At our December book club meeting, our lovely hostess made a delicious North African stew. She had adapted the recipe from Cooking for Mr. Latte by Amanda Hesser (the original calls for lamb). She kindly sent out her adapted recipe, which I then adapted further, but not much.

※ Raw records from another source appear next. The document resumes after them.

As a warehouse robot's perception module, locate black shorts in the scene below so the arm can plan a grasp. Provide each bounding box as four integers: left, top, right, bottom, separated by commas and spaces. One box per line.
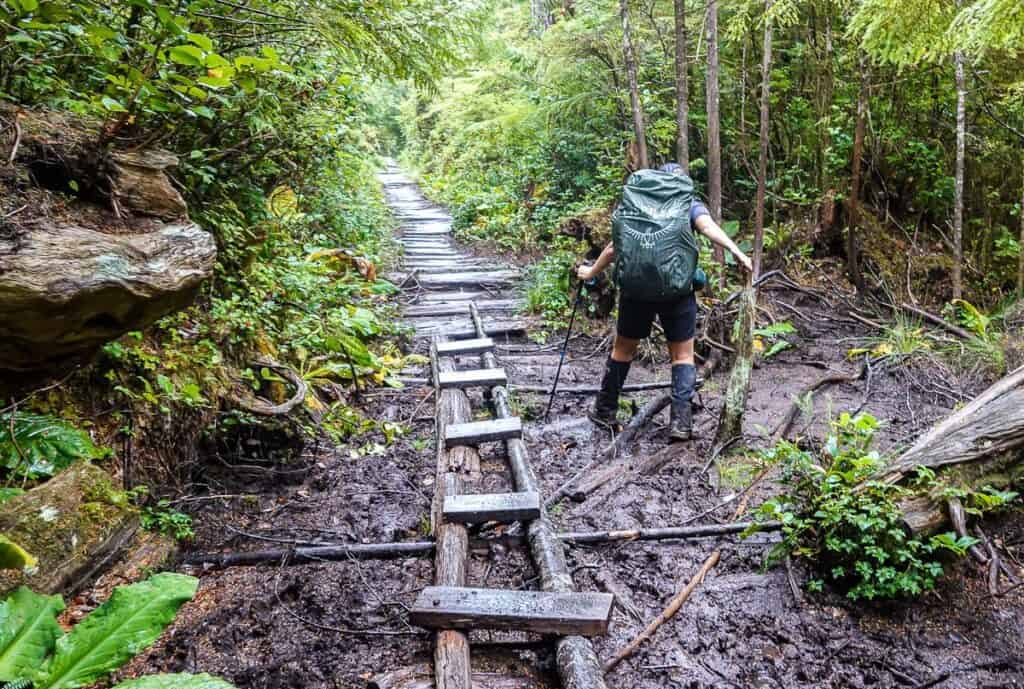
616, 294, 697, 342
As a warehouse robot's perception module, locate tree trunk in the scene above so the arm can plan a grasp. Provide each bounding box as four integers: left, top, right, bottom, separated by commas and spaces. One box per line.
675, 0, 690, 168
618, 0, 649, 170
953, 45, 967, 299
1017, 175, 1024, 299
706, 0, 725, 290
754, 0, 772, 276
714, 286, 758, 447
846, 52, 870, 296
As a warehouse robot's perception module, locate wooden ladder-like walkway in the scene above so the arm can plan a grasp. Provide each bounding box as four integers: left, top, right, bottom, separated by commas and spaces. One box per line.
410, 302, 613, 689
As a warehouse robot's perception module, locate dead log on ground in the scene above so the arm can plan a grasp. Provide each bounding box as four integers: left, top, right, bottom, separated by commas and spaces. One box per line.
878, 367, 1024, 533
367, 662, 541, 689
470, 304, 606, 689
181, 522, 780, 567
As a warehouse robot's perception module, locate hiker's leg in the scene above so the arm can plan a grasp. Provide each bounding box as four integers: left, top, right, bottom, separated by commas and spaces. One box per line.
611, 334, 640, 361
669, 338, 693, 365
590, 297, 654, 427
658, 295, 697, 440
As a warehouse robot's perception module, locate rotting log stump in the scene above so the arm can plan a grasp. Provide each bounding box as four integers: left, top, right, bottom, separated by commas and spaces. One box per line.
430, 337, 480, 689
877, 367, 1024, 533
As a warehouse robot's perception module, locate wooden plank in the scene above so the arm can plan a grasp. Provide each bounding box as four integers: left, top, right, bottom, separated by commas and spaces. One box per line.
443, 492, 541, 524
409, 587, 614, 637
434, 337, 495, 356
437, 369, 508, 390
444, 417, 522, 447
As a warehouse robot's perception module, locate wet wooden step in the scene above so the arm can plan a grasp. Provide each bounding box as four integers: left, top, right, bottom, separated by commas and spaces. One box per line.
410, 587, 614, 637
444, 417, 522, 447
444, 492, 541, 524
437, 337, 495, 356
437, 369, 508, 390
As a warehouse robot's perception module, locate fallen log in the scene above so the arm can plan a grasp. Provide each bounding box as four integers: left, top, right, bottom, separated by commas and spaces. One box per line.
367, 662, 541, 689
874, 367, 1024, 534
181, 522, 781, 567
470, 304, 606, 689
430, 336, 480, 689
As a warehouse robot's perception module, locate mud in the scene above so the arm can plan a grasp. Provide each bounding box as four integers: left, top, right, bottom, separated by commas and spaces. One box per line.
125, 167, 1024, 689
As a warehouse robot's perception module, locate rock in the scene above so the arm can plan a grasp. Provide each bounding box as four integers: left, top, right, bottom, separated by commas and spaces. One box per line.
0, 218, 217, 371
0, 463, 138, 596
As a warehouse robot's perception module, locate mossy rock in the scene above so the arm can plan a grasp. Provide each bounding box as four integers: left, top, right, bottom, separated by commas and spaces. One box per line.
0, 463, 138, 595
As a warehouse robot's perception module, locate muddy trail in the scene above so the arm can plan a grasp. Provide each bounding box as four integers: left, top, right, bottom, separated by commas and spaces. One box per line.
125, 169, 1024, 689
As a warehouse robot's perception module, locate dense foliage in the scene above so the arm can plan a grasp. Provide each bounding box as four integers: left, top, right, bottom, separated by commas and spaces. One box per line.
760, 414, 975, 600
0, 0, 476, 464
403, 0, 1024, 306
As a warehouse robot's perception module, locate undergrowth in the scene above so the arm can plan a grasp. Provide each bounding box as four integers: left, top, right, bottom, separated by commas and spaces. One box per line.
760, 414, 976, 600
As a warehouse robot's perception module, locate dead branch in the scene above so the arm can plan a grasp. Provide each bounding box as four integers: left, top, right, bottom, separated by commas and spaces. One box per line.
602, 550, 721, 673
771, 361, 867, 444
900, 303, 975, 340
230, 359, 309, 417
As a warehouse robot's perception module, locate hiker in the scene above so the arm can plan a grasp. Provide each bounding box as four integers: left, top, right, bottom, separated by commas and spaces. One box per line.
577, 163, 752, 440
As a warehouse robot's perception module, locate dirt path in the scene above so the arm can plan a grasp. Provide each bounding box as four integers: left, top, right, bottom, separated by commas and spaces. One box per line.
129, 170, 1024, 689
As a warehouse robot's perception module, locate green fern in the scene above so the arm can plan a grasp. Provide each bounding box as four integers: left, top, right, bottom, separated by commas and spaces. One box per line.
0, 413, 110, 480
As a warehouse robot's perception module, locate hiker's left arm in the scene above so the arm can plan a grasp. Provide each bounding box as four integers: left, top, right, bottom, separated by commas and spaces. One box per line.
694, 215, 754, 271
577, 242, 615, 282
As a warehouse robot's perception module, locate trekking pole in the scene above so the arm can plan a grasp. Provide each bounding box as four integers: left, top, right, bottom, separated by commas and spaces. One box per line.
544, 279, 596, 423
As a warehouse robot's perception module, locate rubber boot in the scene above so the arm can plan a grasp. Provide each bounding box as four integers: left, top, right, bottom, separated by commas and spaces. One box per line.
669, 363, 697, 440
590, 356, 630, 428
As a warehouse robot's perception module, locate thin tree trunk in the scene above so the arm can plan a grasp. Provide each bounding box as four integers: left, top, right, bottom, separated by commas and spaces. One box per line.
618, 0, 649, 169
846, 52, 870, 296
953, 45, 967, 299
706, 0, 725, 290
1017, 176, 1024, 299
675, 0, 690, 168
754, 0, 772, 277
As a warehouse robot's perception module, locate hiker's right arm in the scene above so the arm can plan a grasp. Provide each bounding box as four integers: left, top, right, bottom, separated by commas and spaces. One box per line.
577, 242, 615, 283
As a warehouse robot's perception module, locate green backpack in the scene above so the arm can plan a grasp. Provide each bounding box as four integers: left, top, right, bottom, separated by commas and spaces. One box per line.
611, 170, 702, 301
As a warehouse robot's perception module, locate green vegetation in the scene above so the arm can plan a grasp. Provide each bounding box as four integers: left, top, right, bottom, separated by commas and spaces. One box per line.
0, 574, 230, 689
0, 412, 110, 483
760, 414, 976, 600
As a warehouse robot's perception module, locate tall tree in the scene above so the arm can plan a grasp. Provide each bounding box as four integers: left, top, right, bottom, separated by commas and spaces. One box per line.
675, 0, 690, 168
705, 0, 725, 282
846, 52, 870, 295
618, 0, 649, 169
1017, 179, 1024, 299
754, 0, 772, 275
953, 41, 967, 299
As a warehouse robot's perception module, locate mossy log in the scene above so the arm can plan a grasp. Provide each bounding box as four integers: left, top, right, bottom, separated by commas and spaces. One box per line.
0, 463, 138, 595
878, 367, 1024, 533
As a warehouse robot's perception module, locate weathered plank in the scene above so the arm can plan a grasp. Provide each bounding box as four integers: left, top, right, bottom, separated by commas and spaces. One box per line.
437, 369, 508, 390
409, 587, 614, 637
444, 492, 541, 524
444, 417, 522, 447
434, 333, 495, 356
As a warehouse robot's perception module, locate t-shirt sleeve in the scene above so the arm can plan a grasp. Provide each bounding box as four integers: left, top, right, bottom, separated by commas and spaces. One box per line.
690, 201, 711, 226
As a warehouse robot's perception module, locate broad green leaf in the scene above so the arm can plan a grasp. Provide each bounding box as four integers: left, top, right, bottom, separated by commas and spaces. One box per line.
114, 675, 234, 689
188, 34, 213, 52
0, 587, 63, 682
36, 573, 199, 689
167, 45, 204, 67
99, 96, 128, 113
0, 534, 36, 569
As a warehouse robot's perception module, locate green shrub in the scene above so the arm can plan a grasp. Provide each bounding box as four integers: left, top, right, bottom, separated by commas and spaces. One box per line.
760, 414, 975, 600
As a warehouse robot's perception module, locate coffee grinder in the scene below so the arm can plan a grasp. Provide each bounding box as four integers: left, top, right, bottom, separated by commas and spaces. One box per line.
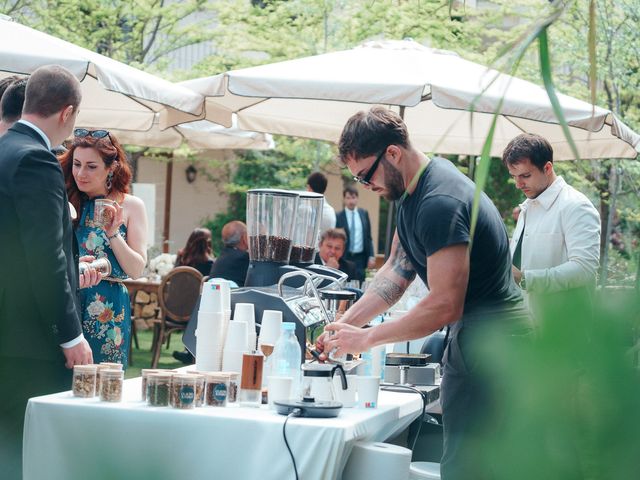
245, 188, 300, 287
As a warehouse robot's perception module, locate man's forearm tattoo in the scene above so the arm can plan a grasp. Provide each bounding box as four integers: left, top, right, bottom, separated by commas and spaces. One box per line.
369, 278, 404, 306
393, 242, 416, 282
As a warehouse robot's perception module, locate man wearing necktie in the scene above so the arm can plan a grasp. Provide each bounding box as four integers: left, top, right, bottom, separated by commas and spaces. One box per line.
336, 185, 375, 282
502, 133, 600, 319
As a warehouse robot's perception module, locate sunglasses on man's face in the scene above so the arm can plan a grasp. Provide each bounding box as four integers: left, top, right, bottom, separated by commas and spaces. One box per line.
73, 128, 111, 140
353, 145, 389, 187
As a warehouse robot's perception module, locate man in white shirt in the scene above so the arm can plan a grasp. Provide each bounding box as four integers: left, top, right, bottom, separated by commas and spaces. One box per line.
336, 185, 375, 282
307, 172, 336, 236
502, 133, 600, 316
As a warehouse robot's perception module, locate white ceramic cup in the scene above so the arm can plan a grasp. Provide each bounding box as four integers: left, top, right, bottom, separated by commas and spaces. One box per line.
258, 310, 282, 345
224, 320, 247, 352
267, 376, 293, 408
357, 376, 380, 408
333, 375, 358, 408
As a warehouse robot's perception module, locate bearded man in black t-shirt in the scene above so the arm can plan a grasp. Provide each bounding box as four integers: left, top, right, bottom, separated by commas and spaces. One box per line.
317, 107, 530, 480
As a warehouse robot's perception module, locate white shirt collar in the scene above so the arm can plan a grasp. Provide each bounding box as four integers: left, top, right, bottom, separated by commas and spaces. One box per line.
17, 118, 51, 150
520, 176, 567, 210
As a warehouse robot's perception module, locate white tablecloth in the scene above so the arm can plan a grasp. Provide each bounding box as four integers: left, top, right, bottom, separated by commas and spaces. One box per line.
23, 379, 422, 480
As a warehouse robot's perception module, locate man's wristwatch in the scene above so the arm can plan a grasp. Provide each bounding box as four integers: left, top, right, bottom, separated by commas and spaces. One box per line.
520, 271, 527, 290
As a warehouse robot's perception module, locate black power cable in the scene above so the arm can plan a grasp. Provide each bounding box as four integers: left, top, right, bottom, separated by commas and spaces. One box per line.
282, 408, 302, 480
380, 383, 439, 451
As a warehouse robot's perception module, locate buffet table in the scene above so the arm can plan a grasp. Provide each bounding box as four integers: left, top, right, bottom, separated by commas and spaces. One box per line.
23, 378, 422, 480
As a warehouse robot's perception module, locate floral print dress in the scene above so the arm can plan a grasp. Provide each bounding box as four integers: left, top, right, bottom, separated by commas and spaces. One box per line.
76, 199, 131, 368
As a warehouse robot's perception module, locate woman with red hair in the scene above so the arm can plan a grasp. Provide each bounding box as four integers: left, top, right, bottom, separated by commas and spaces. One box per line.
60, 128, 147, 368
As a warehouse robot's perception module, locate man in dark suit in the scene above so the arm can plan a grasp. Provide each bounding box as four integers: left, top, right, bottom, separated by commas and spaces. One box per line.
315, 228, 357, 280
0, 66, 93, 478
209, 220, 249, 287
336, 185, 375, 282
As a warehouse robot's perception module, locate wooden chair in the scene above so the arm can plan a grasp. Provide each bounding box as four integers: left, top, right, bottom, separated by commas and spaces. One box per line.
151, 267, 202, 368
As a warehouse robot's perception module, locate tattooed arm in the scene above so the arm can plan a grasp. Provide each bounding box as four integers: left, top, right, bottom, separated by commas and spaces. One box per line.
332, 232, 416, 326
317, 244, 469, 355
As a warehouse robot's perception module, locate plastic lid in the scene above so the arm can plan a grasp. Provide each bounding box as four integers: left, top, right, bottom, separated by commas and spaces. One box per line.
73, 365, 98, 373
247, 188, 300, 197
98, 362, 122, 371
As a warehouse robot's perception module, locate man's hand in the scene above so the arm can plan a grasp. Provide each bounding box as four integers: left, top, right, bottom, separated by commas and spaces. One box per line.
322, 323, 372, 357
78, 255, 102, 288
62, 338, 93, 368
511, 265, 522, 285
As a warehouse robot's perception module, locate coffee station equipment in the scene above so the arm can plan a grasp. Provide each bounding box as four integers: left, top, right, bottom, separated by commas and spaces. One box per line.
245, 188, 300, 287
289, 192, 324, 267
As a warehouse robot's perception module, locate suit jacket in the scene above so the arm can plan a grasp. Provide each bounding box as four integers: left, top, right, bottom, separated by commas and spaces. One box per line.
0, 123, 82, 360
209, 247, 249, 287
336, 208, 376, 258
313, 253, 358, 280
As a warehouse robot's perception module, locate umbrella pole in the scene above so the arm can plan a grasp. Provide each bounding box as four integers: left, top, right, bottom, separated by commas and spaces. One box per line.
600, 161, 621, 287
162, 153, 173, 253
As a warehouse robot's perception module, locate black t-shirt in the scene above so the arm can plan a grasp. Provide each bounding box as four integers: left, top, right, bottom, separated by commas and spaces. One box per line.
398, 157, 521, 314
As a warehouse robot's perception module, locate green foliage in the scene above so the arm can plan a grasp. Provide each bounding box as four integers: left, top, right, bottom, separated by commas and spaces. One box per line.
0, 0, 212, 72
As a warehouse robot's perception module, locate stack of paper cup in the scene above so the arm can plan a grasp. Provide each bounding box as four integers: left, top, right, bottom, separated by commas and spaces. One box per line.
222, 320, 247, 372
196, 282, 225, 372
207, 278, 231, 344
258, 310, 282, 345
233, 303, 257, 352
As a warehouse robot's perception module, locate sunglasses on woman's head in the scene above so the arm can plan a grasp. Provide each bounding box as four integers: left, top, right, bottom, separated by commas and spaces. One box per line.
73, 128, 111, 140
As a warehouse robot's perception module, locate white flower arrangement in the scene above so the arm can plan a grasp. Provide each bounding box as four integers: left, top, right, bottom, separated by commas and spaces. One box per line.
149, 253, 176, 277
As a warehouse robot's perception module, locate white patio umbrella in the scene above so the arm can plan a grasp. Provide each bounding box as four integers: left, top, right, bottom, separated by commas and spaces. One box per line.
0, 18, 203, 130
182, 40, 640, 160
105, 116, 274, 150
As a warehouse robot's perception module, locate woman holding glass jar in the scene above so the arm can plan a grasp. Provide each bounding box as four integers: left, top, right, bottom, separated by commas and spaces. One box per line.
59, 128, 147, 368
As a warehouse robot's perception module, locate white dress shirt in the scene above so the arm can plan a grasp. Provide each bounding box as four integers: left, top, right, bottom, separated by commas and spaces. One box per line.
510, 177, 600, 293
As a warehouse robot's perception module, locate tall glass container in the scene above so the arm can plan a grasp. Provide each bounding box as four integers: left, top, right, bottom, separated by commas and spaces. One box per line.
247, 188, 299, 264
289, 192, 324, 265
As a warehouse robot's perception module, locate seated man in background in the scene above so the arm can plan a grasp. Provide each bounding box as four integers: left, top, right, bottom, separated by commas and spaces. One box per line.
173, 220, 249, 365
315, 228, 357, 280
209, 220, 249, 287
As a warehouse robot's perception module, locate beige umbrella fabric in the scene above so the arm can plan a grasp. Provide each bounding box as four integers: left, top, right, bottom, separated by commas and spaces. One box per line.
104, 120, 274, 150
181, 40, 640, 160
0, 18, 203, 130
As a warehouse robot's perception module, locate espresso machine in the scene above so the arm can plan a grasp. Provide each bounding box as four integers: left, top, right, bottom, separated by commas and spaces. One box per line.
183, 189, 347, 361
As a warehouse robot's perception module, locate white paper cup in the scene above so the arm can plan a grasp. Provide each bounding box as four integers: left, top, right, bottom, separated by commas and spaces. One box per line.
224, 320, 247, 351
222, 349, 246, 372
199, 282, 223, 313
258, 310, 282, 345
356, 376, 380, 408
233, 303, 258, 351
267, 376, 293, 408
333, 375, 358, 408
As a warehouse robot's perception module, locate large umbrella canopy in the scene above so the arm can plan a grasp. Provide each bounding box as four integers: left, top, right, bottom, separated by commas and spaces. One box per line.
103, 120, 274, 150
0, 18, 203, 130
182, 40, 640, 160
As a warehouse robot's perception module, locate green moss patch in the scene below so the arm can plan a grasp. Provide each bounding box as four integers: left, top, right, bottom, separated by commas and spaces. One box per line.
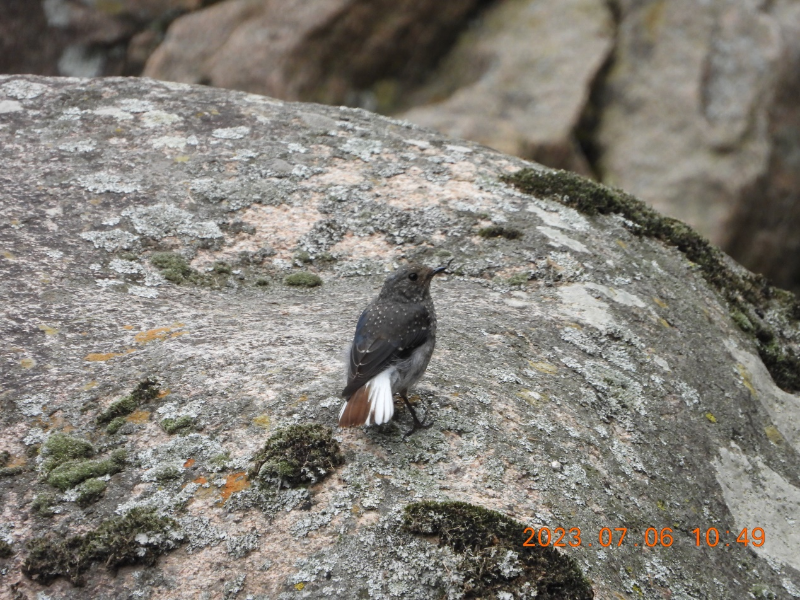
501, 169, 800, 392
403, 502, 594, 600
22, 508, 180, 585
31, 492, 56, 517
250, 424, 344, 487
75, 478, 108, 508
106, 417, 125, 435
0, 540, 14, 558
150, 252, 200, 284
478, 225, 522, 240
161, 415, 194, 435
47, 450, 127, 491
97, 377, 161, 424
42, 433, 95, 473
283, 271, 322, 287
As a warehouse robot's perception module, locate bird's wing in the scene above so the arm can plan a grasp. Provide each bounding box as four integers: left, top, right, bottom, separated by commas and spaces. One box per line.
342, 303, 431, 398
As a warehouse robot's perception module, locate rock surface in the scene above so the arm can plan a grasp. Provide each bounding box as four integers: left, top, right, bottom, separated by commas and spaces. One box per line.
144, 0, 480, 104
403, 0, 614, 175
596, 0, 800, 276
0, 0, 214, 77
0, 77, 800, 599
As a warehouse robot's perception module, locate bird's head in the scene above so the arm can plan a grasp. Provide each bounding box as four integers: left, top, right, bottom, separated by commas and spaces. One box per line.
380, 259, 453, 302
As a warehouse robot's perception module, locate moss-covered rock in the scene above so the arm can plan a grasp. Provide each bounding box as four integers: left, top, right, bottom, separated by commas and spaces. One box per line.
42, 433, 95, 473
106, 417, 125, 435
31, 492, 56, 517
161, 415, 194, 435
501, 169, 800, 392
22, 508, 182, 585
47, 450, 127, 491
403, 502, 594, 600
150, 252, 199, 284
283, 271, 322, 287
75, 477, 108, 508
250, 424, 344, 487
0, 540, 14, 558
478, 225, 522, 240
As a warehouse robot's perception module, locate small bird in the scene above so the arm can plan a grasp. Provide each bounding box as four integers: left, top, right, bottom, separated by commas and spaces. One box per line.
339, 259, 452, 435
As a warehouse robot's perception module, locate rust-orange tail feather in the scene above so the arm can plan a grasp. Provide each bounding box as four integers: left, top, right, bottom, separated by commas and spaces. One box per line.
339, 385, 370, 427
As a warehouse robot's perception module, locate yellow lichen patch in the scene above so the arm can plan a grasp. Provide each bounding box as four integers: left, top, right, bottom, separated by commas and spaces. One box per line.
736, 364, 758, 398
253, 415, 271, 429
764, 425, 783, 444
220, 471, 250, 504
133, 323, 186, 344
653, 296, 667, 308
528, 360, 558, 375
125, 410, 150, 425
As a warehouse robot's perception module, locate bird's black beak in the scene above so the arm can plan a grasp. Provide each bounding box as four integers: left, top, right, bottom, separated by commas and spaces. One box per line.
431, 257, 455, 276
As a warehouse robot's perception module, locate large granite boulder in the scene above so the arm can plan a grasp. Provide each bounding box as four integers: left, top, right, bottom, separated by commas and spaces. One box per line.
0, 77, 800, 599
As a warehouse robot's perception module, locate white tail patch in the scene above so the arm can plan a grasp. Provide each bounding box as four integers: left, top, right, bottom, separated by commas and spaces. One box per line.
339, 367, 394, 427
367, 369, 394, 425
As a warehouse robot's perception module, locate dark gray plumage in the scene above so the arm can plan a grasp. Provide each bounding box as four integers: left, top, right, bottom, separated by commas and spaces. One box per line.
339, 263, 449, 431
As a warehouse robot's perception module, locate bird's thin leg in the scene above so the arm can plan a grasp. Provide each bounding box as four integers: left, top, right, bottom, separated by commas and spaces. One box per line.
400, 393, 430, 437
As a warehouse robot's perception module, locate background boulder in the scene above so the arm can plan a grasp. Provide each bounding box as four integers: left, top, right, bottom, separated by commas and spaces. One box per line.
0, 77, 800, 598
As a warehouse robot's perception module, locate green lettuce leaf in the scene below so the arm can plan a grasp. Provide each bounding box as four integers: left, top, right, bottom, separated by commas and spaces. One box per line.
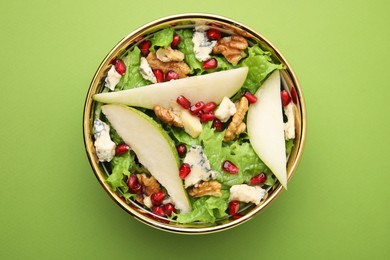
241, 44, 284, 93
176, 29, 203, 75
107, 152, 134, 192
150, 27, 175, 51
107, 150, 148, 193
198, 122, 272, 187
177, 190, 229, 223
115, 47, 150, 91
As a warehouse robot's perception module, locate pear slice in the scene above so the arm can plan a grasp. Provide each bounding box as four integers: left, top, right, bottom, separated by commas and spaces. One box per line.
247, 70, 287, 189
93, 67, 248, 109
102, 104, 191, 213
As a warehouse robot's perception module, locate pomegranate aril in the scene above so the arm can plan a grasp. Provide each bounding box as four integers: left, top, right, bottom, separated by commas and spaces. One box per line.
110, 57, 117, 65
162, 203, 176, 216
228, 200, 240, 216
165, 70, 179, 81
249, 172, 267, 185
179, 163, 191, 180
171, 34, 181, 49
127, 173, 142, 194
244, 90, 257, 104
213, 118, 223, 132
150, 191, 165, 206
176, 144, 187, 158
139, 41, 151, 56
153, 69, 164, 83
115, 59, 126, 75
115, 144, 130, 156
199, 112, 215, 123
280, 90, 291, 107
203, 101, 217, 113
176, 95, 191, 109
202, 58, 218, 70
232, 214, 242, 220
190, 101, 205, 115
222, 160, 238, 174
152, 206, 165, 217
206, 28, 222, 41
290, 87, 298, 104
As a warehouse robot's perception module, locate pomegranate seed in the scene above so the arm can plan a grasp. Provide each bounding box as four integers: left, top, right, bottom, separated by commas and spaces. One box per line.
203, 101, 217, 113
222, 160, 238, 174
171, 34, 181, 49
152, 206, 165, 217
127, 173, 142, 194
291, 87, 298, 104
176, 144, 187, 158
199, 112, 215, 123
232, 214, 242, 220
202, 58, 218, 70
115, 144, 130, 156
115, 59, 126, 75
134, 36, 144, 42
228, 200, 240, 216
110, 57, 117, 65
206, 28, 222, 41
244, 90, 257, 104
280, 90, 291, 107
165, 70, 179, 81
179, 163, 191, 180
150, 191, 165, 206
190, 101, 205, 115
213, 118, 223, 132
139, 41, 151, 56
176, 95, 191, 109
249, 172, 267, 185
162, 203, 176, 216
153, 69, 164, 83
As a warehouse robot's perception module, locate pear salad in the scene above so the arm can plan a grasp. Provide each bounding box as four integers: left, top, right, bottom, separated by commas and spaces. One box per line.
93, 24, 296, 224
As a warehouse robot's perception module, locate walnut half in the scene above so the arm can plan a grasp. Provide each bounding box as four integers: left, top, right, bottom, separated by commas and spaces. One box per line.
153, 105, 184, 127
223, 97, 249, 142
188, 181, 222, 198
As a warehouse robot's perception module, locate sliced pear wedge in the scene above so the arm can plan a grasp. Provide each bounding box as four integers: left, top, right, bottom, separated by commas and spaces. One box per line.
247, 70, 287, 189
102, 104, 191, 213
93, 67, 248, 109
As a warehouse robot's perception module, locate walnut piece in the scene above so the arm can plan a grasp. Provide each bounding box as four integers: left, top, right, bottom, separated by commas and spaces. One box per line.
156, 47, 184, 62
213, 35, 248, 65
137, 173, 161, 196
188, 181, 222, 198
153, 105, 184, 127
146, 52, 191, 78
223, 97, 249, 142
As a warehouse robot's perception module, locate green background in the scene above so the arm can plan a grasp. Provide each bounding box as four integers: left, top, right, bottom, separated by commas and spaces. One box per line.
0, 0, 390, 259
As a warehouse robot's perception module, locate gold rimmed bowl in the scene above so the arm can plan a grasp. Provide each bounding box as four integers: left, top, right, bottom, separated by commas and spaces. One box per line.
83, 13, 306, 234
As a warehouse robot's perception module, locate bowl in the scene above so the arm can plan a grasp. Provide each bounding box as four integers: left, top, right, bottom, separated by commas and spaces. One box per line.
83, 13, 306, 234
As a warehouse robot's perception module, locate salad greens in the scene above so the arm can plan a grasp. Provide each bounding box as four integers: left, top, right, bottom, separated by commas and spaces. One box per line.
93, 23, 293, 223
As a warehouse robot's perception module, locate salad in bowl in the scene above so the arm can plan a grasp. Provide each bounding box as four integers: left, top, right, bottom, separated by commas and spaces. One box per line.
84, 14, 306, 233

The ingredients and directions are below, with my adjustments in brackets.

2 Tablespoons butter
2 Tablespoons olive oil
1 teaspoon salt
1/4 teaspoon ground cinnamon
1/4 teaspoon ground ginger
1/2 teaspoon ground black pepper
3 cloves garlic
2 medium onions, diced [1 onion]
2 medium turnips, peeled and diced (1/2 inch-ish cubes) [couldn’t find turnips, used parsnips instead]
2 medium Idaho potatoes, peeled and diced (1/2 inch-ish cubes) [1 potato]
4 carrots, peeled and diced
[2 small sweet potatoes, peeled and diced]
2/3 cup dried apricots
2/3 cup prunes
4-6 cups water or vegetable broth
Optional: chickpeas

[Note: Because everything is added more or less at once, it is handy to do the vegetable prep work beforehand, so everything is ready to go once you start melting the butter.]

Melt butter in large dutch oven. Add the onions, sauté 5-7 minutes. Add oil, salt, cinnamon, ginger, black pepper, garlic. Stir for 30 seconds. Add vegetables and dried fruit. Pour in enough broth/water to cover the vegetables and bring to a boil. Lower the heat so the bubbles are sparse and languid; cover and simmer gently for 2 hours, or until tender. Some of the vegetables and fruits should have blended into a thin but flavorful sauce. Serve with hearty bread, couscous or rice pilaf. [I made Irish soda bread from the America’s Test Kitchen recipe. Yum.]

[Note: This serves at least 8. It also keeps well in the fridge for a few days.]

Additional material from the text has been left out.